Uprowadzono ją 26 lat temu. Odezwała się, twierdząc, że jest osobą, której szukają! Mieszka w USA!
Policja wznowiła śledztw w sprawie zaginięcia dziecka, do którego doszło 26-lat temu w Legnicy (Dolny Śląsk). Odezwała się kobieta, która twierdzi, że jest tą, którą od ponad ćwierćwiecza bezskutecznie poszukiwano.
W roku 1994 Monika Bielawska – wówczas 1,5 roczna dziewczynka – została uprowadzona z wózka przed jedną z aptek w Legnicy. Do zdarzenia doszło, gdy jej dziadkowie zaopatrywali się w medykamenty. Jeden z policyjnych tropów wskazywał na porwanie przez ojca, którego bezskutecznie poszukiwano przez wiele lat.
Sprawa ruszyła w roku 2008, kiedy ojciec zaginionej uzyskał list żelazny i pojawił się w Polsce. Wówczas sąd uznał, że jest winny porwania i skazał go na 15 lat pozbawienia wolności. Mimo tego, nigdy nie ustalono, co stało się z dziewczyną. Zatrzymany mężczyzna zmieniał zeznania. Twierdził, że jest niewinny, a z jego ust padały sugestie o porwaniu i sprzedaży dziecka.
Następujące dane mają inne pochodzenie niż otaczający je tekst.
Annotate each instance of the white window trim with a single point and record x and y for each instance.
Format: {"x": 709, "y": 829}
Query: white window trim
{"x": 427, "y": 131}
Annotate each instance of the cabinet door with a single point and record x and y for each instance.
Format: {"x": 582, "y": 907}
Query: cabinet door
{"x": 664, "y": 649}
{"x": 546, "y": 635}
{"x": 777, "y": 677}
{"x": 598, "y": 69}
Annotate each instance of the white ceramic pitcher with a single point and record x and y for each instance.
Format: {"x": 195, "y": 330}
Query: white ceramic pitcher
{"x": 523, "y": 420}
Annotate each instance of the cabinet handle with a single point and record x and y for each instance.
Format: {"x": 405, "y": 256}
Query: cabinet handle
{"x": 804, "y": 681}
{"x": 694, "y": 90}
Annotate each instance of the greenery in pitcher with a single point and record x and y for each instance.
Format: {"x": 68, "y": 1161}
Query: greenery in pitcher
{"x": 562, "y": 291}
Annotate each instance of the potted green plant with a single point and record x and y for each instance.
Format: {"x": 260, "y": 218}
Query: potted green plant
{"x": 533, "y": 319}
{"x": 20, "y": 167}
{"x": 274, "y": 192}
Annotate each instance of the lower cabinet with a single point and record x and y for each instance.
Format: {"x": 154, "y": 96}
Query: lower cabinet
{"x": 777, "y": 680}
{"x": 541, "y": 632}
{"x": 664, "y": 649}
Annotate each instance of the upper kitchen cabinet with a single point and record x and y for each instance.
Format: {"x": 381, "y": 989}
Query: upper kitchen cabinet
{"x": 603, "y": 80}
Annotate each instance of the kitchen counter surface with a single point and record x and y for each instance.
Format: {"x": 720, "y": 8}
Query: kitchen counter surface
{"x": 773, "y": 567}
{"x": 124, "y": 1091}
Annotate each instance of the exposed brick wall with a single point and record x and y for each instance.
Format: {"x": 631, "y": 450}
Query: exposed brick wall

Jak poinformowała mł. aspirant Jagoda Ekiert, do sprawy powrócono dziś, po 26 latach, ze względu na telefon od kobiety z USA, która w rozmowie telefonicznej przekonywała, że jest osobą, której poszukują.
27-latka przekonywała również, że była adoptowana i postanowiła poszukać swojej prawdziwej tożsamości. Napotykając się na artykuł poświęcony zaginięciu sprzed ponad dwóch dekad, uznała, że dołączony rysopis pasuje do jej osoby
Głos w sprawie zabrała babcia zaginionej Moniki Bielawskiej, która – oglądając jej aktualne zdjęcie – dostrzegła szereg podobieństw zarówno względem siebie, jak i własnej córki.
Badanie genetyczne, które ma zostać niebawem przeprowadzone, pozwoli rozwikłać wieloletnią i niejasną jak dotąd sytuację.